Ob der blutroten Blätter? Kaum.
Ich fühl es: du warst einmal glücklich
im Frühling oder im Traum …

    XIX
    Sie hatte keinerlei Geschichte,
ereignislos ging Jahr um Jahr –
auf einmal kams mit lauter Lichte …
die Liebe oder was das war.

    Dann plötzlich sah sie’s bang zerrinnen,
da liegt ein Teich vor ihrem Haus …
So wie ein Traum scheints zu beginnen,
und wie ein Schicksal geht es aus.

    XX
    Man merkte: der Herbst kam. Der Tag war schnell
erstorben im eigenen Blute.
Im Zwielicht nur glimmte die Blume noch grell
auf der Kleinen verbogenem Hute.

    Mit ihrem zerschlissenen Handschuh strich
sie die Hand mir schmeichelnd und leise. –
Kein Mensch in der Gasse als sie und ich …
Und sie bangte: Du reisest? »Ich reise. «

    Da stand sie, das Köpfchen voll Abschiedsnot
in den Stoff meines Mantels vergrabend …
Vom Hütchen nickte die Rose rot,
und es lächelte müde der Abend.

    XXI
    Manchmal da ist mir: Nach Gram und Müh
will mich das Schicksal noch segnen,
wenn mir in feiernder Sonntagsfrüh
lachende Mädchen begegnen …
Lachen hör ich sie gerne.

    Lange dann liegt mir das Lachen im Ohr,
nie kann ichs, wähn ich, vergessen …
Wenn sich der Tag hinterm Hange verlor,
will ich mirs singen … Indessen
singens schon oben die Sterne …

    XXII
    Es ist lang, – es ist lang …
wann – weiß ich gar nimmer zu sagen …
eine Glocke klang, eine Lerche sang –
und ein Herz hat so selig geschlagen.
Der Himmel so blank überm Jungwaldhang,
der Flieder hat Blüten getragen, –
und im Sonntagskleide ein Mädchen, schlank,
das Auge voll staunender Fragen …
Es ist lang, – es ist lang …

ADVENT
(1897)

ADVENT

    E s treibt der Wind im Winterwalde
die Flockenherde wie ein Hirt,
und manche Tanne ahnt, wie balde
sie fromm und lichterheilig wird;
und lauscht hinaus.

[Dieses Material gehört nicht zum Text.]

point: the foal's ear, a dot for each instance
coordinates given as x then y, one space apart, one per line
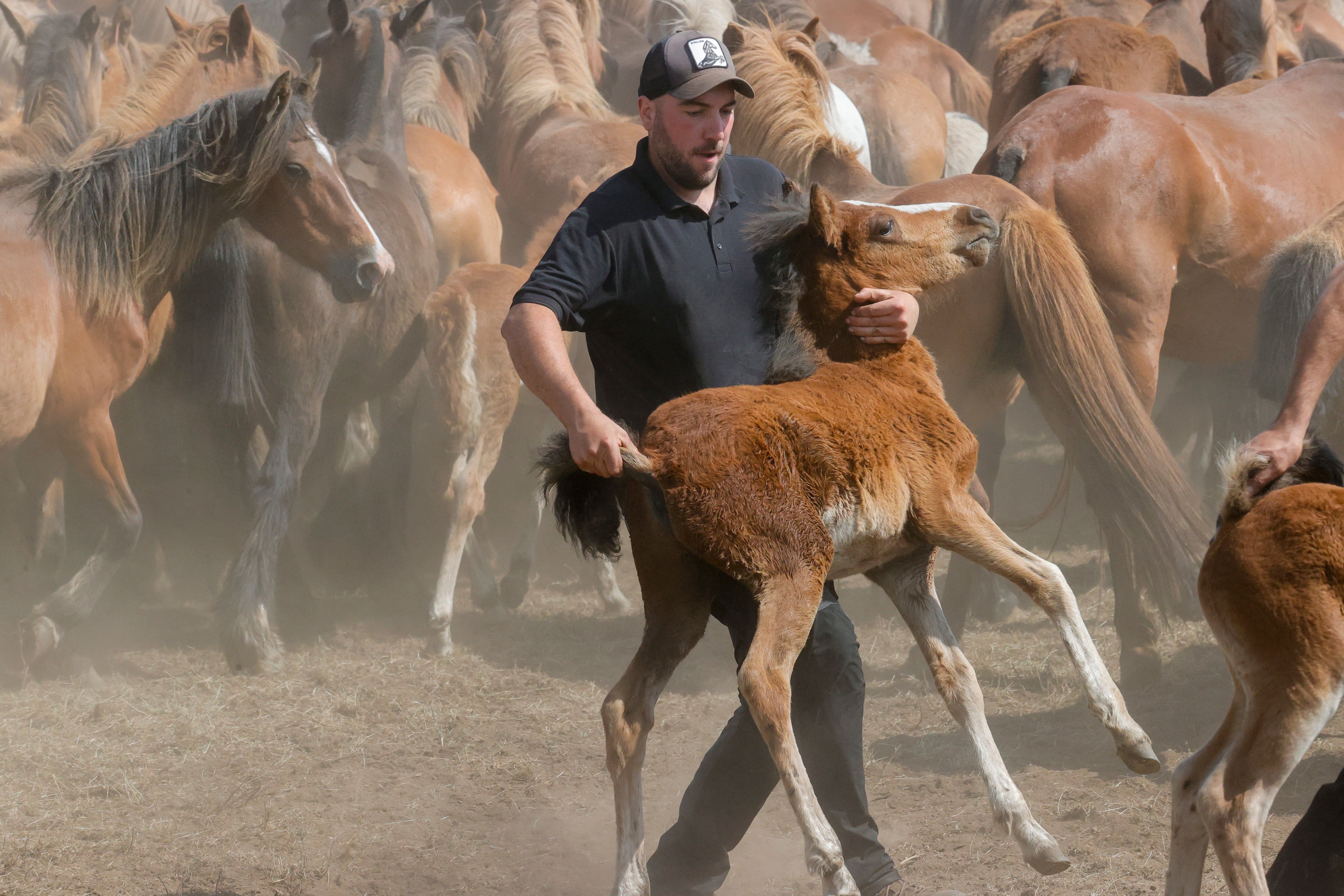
88 27
121 25
734 38
823 220
276 100
338 14
406 19
178 23
475 21
22 26
240 30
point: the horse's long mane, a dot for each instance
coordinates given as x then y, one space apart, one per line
541 62
138 111
120 216
56 96
706 17
787 122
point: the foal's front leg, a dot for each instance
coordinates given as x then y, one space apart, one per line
788 606
909 582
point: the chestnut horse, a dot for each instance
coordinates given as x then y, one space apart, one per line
1271 590
1190 177
61 85
1081 52
92 245
861 467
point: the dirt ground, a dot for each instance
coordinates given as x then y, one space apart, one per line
366 769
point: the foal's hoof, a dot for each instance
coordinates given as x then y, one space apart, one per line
1140 758
1050 860
38 639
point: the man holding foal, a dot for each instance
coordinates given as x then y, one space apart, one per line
656 269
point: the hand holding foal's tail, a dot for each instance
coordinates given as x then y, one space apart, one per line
596 442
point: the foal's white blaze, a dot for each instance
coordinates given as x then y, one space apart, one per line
324 151
909 210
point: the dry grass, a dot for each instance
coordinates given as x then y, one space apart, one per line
366 769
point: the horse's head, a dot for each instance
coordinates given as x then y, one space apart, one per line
306 208
361 58
64 66
845 246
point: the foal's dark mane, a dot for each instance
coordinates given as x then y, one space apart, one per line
120 216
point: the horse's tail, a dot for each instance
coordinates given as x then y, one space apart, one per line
1074 369
971 92
1318 464
588 507
1299 272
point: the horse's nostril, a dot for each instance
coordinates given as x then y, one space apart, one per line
370 276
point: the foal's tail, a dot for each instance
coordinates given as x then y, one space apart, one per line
588 507
1318 464
1299 272
1076 371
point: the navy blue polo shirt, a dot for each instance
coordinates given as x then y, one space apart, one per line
671 299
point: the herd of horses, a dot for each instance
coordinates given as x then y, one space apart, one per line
284 238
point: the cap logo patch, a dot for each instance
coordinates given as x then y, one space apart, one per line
706 53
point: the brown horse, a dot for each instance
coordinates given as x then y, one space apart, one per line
859 468
92 245
1190 175
61 85
1178 21
1081 52
548 123
1271 590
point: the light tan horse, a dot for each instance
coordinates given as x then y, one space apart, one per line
548 123
1271 590
91 246
855 467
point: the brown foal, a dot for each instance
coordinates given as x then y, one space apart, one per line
859 468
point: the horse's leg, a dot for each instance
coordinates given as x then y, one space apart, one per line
91 447
961 526
909 582
1190 836
788 605
600 576
675 615
1283 719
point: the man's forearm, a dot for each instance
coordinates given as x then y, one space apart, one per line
1319 354
542 360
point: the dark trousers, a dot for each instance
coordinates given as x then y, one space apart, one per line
1312 859
738 774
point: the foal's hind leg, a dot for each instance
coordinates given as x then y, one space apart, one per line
909 584
1283 719
788 605
1190 837
91 445
675 615
961 526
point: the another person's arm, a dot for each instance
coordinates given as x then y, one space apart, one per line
537 346
1319 352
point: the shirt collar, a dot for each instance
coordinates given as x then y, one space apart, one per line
667 199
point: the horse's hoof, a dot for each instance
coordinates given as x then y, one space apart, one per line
40 637
513 590
1050 862
1140 758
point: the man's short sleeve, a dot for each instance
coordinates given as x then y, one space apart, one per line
573 272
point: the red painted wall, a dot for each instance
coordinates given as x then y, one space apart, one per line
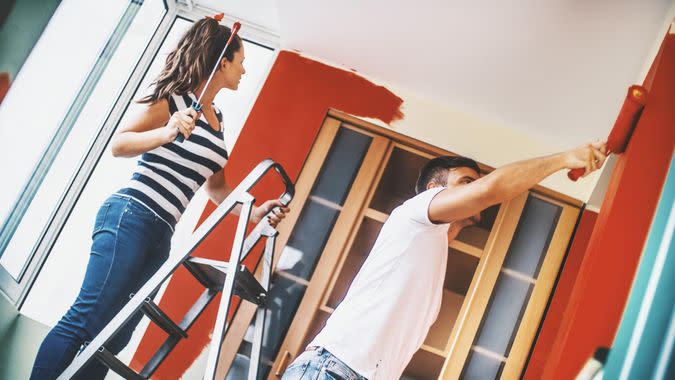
563 290
599 295
282 125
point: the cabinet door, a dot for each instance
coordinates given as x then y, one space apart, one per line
511 301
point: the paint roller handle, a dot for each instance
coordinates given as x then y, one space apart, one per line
575 174
625 123
195 106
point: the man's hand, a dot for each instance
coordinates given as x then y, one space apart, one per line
588 156
278 212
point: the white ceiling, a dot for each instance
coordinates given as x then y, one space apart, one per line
555 69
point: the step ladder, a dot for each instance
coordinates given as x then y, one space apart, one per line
232 278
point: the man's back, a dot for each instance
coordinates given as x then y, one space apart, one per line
395 297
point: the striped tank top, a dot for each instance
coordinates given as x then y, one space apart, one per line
167 177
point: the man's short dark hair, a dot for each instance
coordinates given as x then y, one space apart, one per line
436 170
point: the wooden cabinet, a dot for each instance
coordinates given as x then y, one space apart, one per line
498 278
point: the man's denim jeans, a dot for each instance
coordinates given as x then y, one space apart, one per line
316 363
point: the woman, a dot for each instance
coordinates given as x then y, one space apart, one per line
133 228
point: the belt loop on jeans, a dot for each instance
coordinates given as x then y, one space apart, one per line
319 349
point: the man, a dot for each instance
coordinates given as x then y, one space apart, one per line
396 296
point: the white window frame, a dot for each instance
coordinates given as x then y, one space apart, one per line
17 290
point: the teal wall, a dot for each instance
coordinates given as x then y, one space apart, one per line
21 338
643 347
23 27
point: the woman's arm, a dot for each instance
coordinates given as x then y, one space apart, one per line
217 189
151 127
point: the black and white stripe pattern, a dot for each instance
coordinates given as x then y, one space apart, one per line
168 176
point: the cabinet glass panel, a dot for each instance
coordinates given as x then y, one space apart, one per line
398 180
515 283
533 236
316 221
363 243
482 367
305 245
503 314
341 166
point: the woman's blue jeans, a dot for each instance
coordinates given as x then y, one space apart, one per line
129 244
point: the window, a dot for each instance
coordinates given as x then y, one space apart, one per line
55 108
70 252
86 96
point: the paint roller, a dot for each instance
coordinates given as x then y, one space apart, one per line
197 105
623 126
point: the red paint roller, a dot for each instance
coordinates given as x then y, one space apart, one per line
623 126
197 105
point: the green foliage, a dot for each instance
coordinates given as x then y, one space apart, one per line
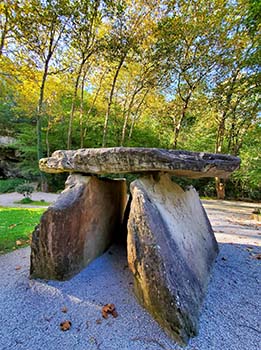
173 74
30 201
25 189
10 185
16 226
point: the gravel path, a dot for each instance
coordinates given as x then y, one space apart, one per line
31 310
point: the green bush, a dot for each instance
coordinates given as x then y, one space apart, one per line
25 189
10 185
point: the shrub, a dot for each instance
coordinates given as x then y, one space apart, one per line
25 189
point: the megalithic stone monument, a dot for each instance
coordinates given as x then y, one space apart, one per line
170 243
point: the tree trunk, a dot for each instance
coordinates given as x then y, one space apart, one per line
81 108
127 114
182 117
136 113
39 122
93 102
4 32
73 106
105 127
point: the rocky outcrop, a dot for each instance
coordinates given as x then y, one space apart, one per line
171 250
129 160
79 227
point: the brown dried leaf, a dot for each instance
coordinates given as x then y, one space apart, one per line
114 313
65 325
64 309
109 309
12 226
256 256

Den weißen Wegen
streckt sie die Zweige hin – bereit,
und wehrt dem Wind und wächst entgegen
der einen Nacht der Herrlichkeit.

Gaben
an verschiedene Freunde

    Das ist mein Streit:
Sehnsuchtgeweiht
durch alle Tage schweifen.
Dann, stark und breit,
mit tausend Wurzelstreifen
tief in das Leben greifen –
und durch das Leid
weit aus dem Leben reifen,
weit aus der Zeit!

    Du meine heilige Einsamkeit,
du bist so reich und rein und weit
wie ein erwachender Garten.
Meine heilige Einsamkeit du –
halte die goldenen Türen zu,
vor denen die Wünsche warten.

    Der Bach hat leise Melodien,
und fern ist Staub und Stadt.
Die Wipfel winken her und hin
und machen mich so matt.

    Der Wald ist wild, die Welt ist weit,
mein Herz ist hell und groß.
Es hält die blasse Einsamkeit
mein Haupt in ihrem Schooß.

    Ich liebe vergessene Flurmadonnen,
die ratlos warten auf irgendwen,
und Mädchen, die an einsame Bronnen,
Blumen im Blondhaar, träumen gehn.

    Und Kinder, die in die Sonne singen
und staunend groß zu den Sternen sehn,
und die Tage, wenn sie mir Lieder bringen,
und die Nächte, wenn sie in Blüten stehn.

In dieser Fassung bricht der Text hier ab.